Un conflit qui meurt
Eliane Vincent
Il n’y a pas si longtemps, j’ai été témoin de quelque chose de magnifique. J’ai vu naître un conflit, je l’ai vu grandir et exploser, mais surtout, je l’ai vu mourir.
Comme tous les conflits, celui-là a mis quelques semaines à mûrir. Il y a eu le choc, le ressac, l’accumulation, le point de non-retour... Et par un bel avant-midi de pastoutàfait l’hiver, il y a eu des mots durs. Quand les coqs s’ergotent, les plumes volent, et les vérités ne se gênent pas. Ça met du piquant dans l’air ambiant! Moi, je faisais bien attention de rester sur ma clôture, parce que je n’avais pas grand-chose à voir là-dedans dans l’immédiat; je regardais, j’écoutais, et j’attendais de voir où tout ça nous mènerait.
À un moment donné, un ange est passé.

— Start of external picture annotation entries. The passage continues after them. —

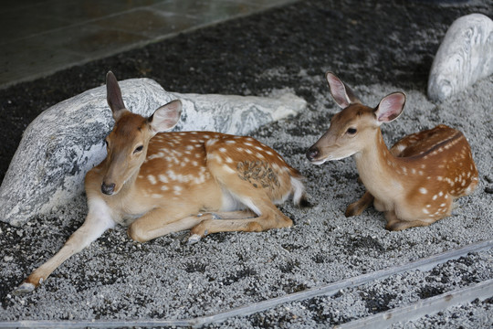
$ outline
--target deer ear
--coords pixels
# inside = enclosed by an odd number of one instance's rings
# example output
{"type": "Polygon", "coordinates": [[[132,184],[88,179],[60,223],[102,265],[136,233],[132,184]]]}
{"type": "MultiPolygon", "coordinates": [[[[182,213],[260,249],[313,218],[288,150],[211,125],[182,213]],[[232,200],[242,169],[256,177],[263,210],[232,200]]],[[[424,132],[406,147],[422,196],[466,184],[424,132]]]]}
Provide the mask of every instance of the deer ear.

Je dis un ange parce que Noël s’en vient, mais en fait, c’était un plutôt un genre de pompier, un humain doué pour éteindre les feux. Il a lancé quelques seaux d’eau judicieux sur les braises, et la vapeur a détendu les esprits fiévreux.
Les deux coqs n’étaient pas des deux de pique. Plutôt que de se braquer, de s’engluer, de s’enfoncer dans leur bon droit outré, chacun a viré sa chaise de bord pour regarder la situation un peu de côté, histoire de mieux voir les angles morts dans la lumière du matin.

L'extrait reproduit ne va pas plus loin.